I am anxious about the sheer idea of obligations: the idea that I have to show up at a certain time and place, prepared for a certain thing, to meet certain people. It freaks me out.
Maybe it’s the chain of events these promises create. When I agree to obligations, I negate any other possibility for that point in time and space: I can’t sit around and write, for example, if I’m going to dinner at my mother’s. Therefore, I have to do my writing at some other time. Therefore, I have to plan for that. I have to do my writing in the afternoon, so we have to do our schoolwork in the morning, so I have to wake up earlier, and so on and so worth. The obligations ripple through my life.

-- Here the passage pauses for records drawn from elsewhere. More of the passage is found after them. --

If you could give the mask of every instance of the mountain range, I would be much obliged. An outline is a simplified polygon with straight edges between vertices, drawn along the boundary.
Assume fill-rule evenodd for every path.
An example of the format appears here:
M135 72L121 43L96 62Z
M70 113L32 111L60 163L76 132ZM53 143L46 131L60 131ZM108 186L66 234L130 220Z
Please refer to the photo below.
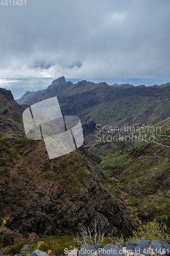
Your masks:
M32 105L57 96L63 115L77 116L82 123L93 121L102 125L154 123L169 116L169 83L152 87L115 86L86 80L73 84L62 76L46 89L28 91L16 101Z

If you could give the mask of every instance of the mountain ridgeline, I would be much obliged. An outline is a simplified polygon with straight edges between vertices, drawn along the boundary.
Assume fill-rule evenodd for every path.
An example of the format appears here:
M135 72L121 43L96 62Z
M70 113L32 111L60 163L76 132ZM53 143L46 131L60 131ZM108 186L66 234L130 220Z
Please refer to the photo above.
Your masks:
M16 101L32 105L57 96L64 115L76 115L82 123L94 121L102 125L155 123L169 116L170 83L134 87L109 86L83 80L73 84L64 76L46 89L28 91Z

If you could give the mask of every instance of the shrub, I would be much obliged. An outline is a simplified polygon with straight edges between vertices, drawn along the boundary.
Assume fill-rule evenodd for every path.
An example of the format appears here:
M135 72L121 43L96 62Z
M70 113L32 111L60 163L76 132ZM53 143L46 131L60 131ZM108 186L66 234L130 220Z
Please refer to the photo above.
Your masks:
M14 255L19 253L20 250L23 247L23 245L24 243L19 243L16 246L11 248L8 251L8 253Z
M23 236L26 238L28 239L29 237L29 233L28 231L23 230L20 232L22 236Z
M33 143L33 140L27 139L27 138L24 138L21 140L19 140L17 147L19 148L24 147L29 144L32 144Z
M44 164L44 168L45 170L48 170L48 169L50 169L50 163L48 162L48 161L47 161L47 162L46 162L46 163Z
M2 138L2 137L4 136L5 135L5 133L0 133L0 138Z

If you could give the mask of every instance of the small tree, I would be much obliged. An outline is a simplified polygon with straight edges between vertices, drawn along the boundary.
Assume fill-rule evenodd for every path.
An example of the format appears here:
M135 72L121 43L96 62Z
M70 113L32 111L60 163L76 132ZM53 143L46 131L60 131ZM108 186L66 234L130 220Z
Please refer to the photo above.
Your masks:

It’s not as simple as just planning for one change. I have to plan for many, many changes. I have a recurring obligation on Wednesday mornings at 9 a.m. Not only do I have to produce my children at a certain time and place at 9 a.m., but I have to get up earlier, dress earlier, wake them earlier, and take extra care that they eat breakfast and brush their teeth. The night before, I have to pack them special bags with bathing suits, snacks, and water bottles, all properly labeled with their names. I have to set alarms so I remember to pick them up at the right time and take care of my work obligations; I have to make sure they eat, and, and, and …
This is not just showing up at 9 a.m. This single obligation becomes an distraction to my entire day.
Those of us with anxiety crave order. We crave reliability; we crave predictability and routine. Upsetting that apple cart triggers our anxiety and panic. We suddenly don’t know what will happen next; we have to change our plans, and our often-rigid thinking patterns don’t permit us the same easy flexibility most people enjoy. Obligations upset the regular routine we crave. They’re extra-ordinary: literally, out of the ordinary.
So I try to compensate for this. I try to order my obligations, usually through timing. Often, I decide on an extra-early time to leave, so I won’t be late. I decide on an extra-early time to get ready, so I won’t run up against a time crunch. I may decide what outfit to wear beforehand, so I don’t end up trying on 12 different things and burning through my extra time. I usually show up at least 15 minutes, and sometimes half an hour, too early for all my obligations (except for my mom’s house. Then I’m always late, because mom I told you not to live on that side of town when the traffic sucks at dinnertime, goddammit).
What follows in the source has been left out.